Morphology
A medium sized carnivore, with unique adaptations to life in Afroalpine habitats and an exclusive small mammal diet
The legs of an Ethiopian wolf are strikingly long and slender, seemingly suitable for coursing in open country. The muzzle is long, and the small, well-spaced teeth suggest morphological adaptation to feeding on rodents. The ears are pointed and broad, their dorsal surface red fringed with long white hairs growing inward from the edge
The adult pelage is soft and short, of a distinctive bright tawny rufous colour with a dense whitish to pale ginger underfur. The throat, chest, a band around the ventral part of the neck, the underparts and inside of limbs are white, with the outline between the red coat and the white markings sharp and well defined. The tail is a thick black brush with the proximal third white underneath.

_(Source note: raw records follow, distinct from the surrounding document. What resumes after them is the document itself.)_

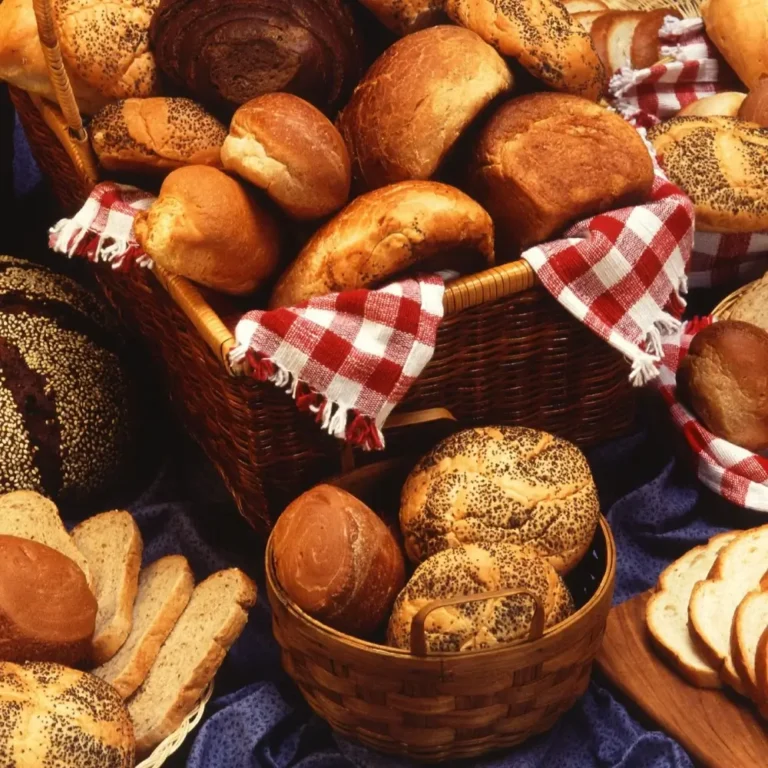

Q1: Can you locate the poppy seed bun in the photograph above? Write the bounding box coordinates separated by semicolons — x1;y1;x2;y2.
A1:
445;0;606;101
221;93;352;219
338;26;513;190
400;427;600;573
89;96;227;172
387;543;574;653
648;117;768;232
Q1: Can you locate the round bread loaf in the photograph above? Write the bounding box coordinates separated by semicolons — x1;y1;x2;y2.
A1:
0;536;98;664
387;543;574;653
471;93;653;251
338;26;513;189
0;662;134;768
677;320;768;451
0;256;136;500
221;93;352;219
648;117;768;232
89;96;227;172
272;485;405;635
400;427;600;573
270;181;494;309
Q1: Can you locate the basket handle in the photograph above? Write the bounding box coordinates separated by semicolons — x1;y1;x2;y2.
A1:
411;587;544;656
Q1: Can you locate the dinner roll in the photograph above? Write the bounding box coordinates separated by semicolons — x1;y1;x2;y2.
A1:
387;543;574;653
221;93;352;219
270;181;494;309
338;26;513;189
400;427;600;573
471;93;653;250
134;165;279;295
272;485;405;635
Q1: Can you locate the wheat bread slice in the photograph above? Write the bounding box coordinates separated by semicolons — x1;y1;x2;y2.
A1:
127;568;256;755
92;555;195;699
0;491;93;589
72;510;143;666
645;531;738;688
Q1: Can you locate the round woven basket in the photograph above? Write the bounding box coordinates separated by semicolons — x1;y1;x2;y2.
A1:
266;460;616;762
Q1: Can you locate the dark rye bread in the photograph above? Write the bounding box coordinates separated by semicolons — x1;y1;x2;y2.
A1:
0;256;133;499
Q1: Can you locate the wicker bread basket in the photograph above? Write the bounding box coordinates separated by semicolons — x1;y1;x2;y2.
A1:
265;452;616;762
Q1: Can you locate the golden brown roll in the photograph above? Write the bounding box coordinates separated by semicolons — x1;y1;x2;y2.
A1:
221;93;352;219
445;0;606;101
134;165;280;295
270;181;494;308
400;427;600;573
338;26;513;190
471;93;653;250
387;543;574;653
272;485;405;635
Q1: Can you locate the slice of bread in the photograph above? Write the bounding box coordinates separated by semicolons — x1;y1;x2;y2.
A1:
0;491;93;589
128;568;256;755
645;532;738;688
92;555;195;699
72;510;143;666
688;525;768;693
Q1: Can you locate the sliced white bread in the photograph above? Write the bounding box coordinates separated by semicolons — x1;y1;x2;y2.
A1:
92;555;195;699
645;532;738;688
688;525;768;693
0;491;93;589
128;568;256;755
72;510;143;666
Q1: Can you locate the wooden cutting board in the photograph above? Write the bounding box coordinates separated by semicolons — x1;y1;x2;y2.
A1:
597;592;768;768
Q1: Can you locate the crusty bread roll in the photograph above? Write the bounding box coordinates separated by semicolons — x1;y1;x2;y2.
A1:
445;0;606;101
134;165;280;295
221;93;352;219
272;485;405;636
89;96;227;173
471;93;653;251
400;427;600;573
338;26;513;190
677;320;768;452
648;117;768;232
387;543;574;653
0;535;97;664
270;181;494;309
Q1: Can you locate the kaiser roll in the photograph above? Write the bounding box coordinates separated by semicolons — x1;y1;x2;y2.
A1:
471;93;653;250
387;543;574;653
270;181;494;308
400;427;600;573
677;320;768;451
338;26;513;189
0;662;134;768
134;165;279;295
221;93;352;219
272;485;405;635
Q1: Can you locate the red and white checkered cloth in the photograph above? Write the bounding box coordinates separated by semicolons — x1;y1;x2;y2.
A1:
655;317;768;512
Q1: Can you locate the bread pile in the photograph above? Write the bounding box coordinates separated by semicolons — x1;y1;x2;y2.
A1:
646;526;768;716
0;491;256;768
270;427;600;652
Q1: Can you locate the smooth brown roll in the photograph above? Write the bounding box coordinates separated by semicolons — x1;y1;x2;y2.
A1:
0;536;97;664
471;93;653;251
270;181;494;309
677;320;768;451
221;93;352;219
272;485;405;636
338;26;513;190
134;165;280;295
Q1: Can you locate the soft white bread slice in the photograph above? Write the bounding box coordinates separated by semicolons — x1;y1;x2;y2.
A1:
645;532;738;688
92;555;195;699
0;491;93;589
72;510;144;666
688;525;768;693
128;568;256;755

Male Ethiopian wolves are significantly larger than females (average 16 kg compared with 13 kg).
Foraging ecology
Ethiopian wolves forage alone, and closely map the above-the-ground activity of rodents
Ethiopian wolves live in close-knit territorial packs but they forage and feed alone on small prey. Wolves are most active during the day with peaks of foraging activity synchronized with the activity of rodents above the ground (Sillero-Zubiri & Gottelli, 1995a; Sillero-Zubiri et al., 1995a and b). Occasionally small packs chase and kill young antelopes, lambs, and hares. Wolves will also take carrion, but dogs and jackals tend to monopolize carcasses (Sillero-Zubiri & Gottelli, 1995a).
In the Bale Mountains they feed almost exclusively upon diurnal small mammals -mainly giant molerats (Tachyoryctes macrocephalus), a Bale endemic, and grass rats Arvicanthis blicki , and Lophuromys melanonyx (Sillero-Zubiri & Gottelli, 1995a; Sillero-Zubiri et al., 1995a). Elsewhere, the giant molerat is replaced in the diet by the smaller common molerat, T. splendens (Ashenafi et al., 2005), but in some areas wolves depend entirely on small rats, particularly Otomys typus and Arvicanthis abyssinicus (Marino et al., 2010).
Social organization
Wolf family packs are cohesive and hierarchical - all individuals help defend a communal territory
Ethiopian wolves live in discrete and cohesive social family packs that communally share and defend an exclusive territory. They congregate for greetings and border patrols at dawn, noon and evenings, and rest together at night in the open. Hierarchies within packs well established with frequent displays of dominance and subordination.
Dispersal is tightly constrained by the scarcity of suitable unoccupied habitat. Groups are formed by delayed dispersal of young males and a few females which, apart from those in the dominant position, are largely reproductively suppressed (Sillero-Zubiri & Gottelli, 1995b; Sillero-Zubiri et al., 1996). Breeding females typically are replaced after death by a resident daughter.
In optimal habitats family groups can contain up to 20 wolves older than one year, but most commonly around six, with an average communal territory of 6km². Larger packs defend larger territories, and packs would expand whenever the opportunity arises. Typically a mosaic of stable territories is formed that occupies all available.
When packs conduct border patrols, they scent-mark regularly and engage in aggressive interactions if they meet a neighbouring pack. These are highly vocal, ending with the smaller group fleeing (Sillero-Zubiri, 1994; Sillero-Zubiri & Macdonald, 1998).
Reproduction
Typically only the alfa female in each pack breeds, mating is locally synchronized and extra-pack copulations not uncommon
The receptive period of females to mating is locally synchronized. In the Bale Mountains typically to less than two weeks, sometime between August and November (Sillero-Zubiri et al., 1998). Courtship primarily involves the dominant male accompanying the dominant female constantly. The female discourages attempts from all but the pack's dominant male, but she is receptive to any visiting male from neighbouring packs (Sillero-Zubiri et al., 1996).
Breeding females typically are replaced after death by a resident daughter, resulting in a high potential for inbreeding, to some extent circumvented by extra-pack copulations and multiple-paternity (Gottelli et al., 1994; Sillero-Zubiri et al., 1996; Randall et al., 2007).
Gestation lasts from 60-62 days and the dominant female of each pack may give birth once a year between October and December (Sillero-Zubiri et al., 1996). During the breeding season the pups and nursing females use a den. Up to seven pups may emerge from the den after three weeks.
All pack members guard the den, chase potential predators, and regurgitate or carry rodent prey to feed the pups. Subordinate females may assist the dominant female in suckling the pups (Sillero-Zubiri, 1994; Sillero-Zubiri et al., 2004).
By week 10, the pups subsist almost entirely on solid foods supplied by helpers, and they stop receiving food from adults when they are around one year old. Full adult appearance is attained at two years and both sexes become sexually mature during their second year.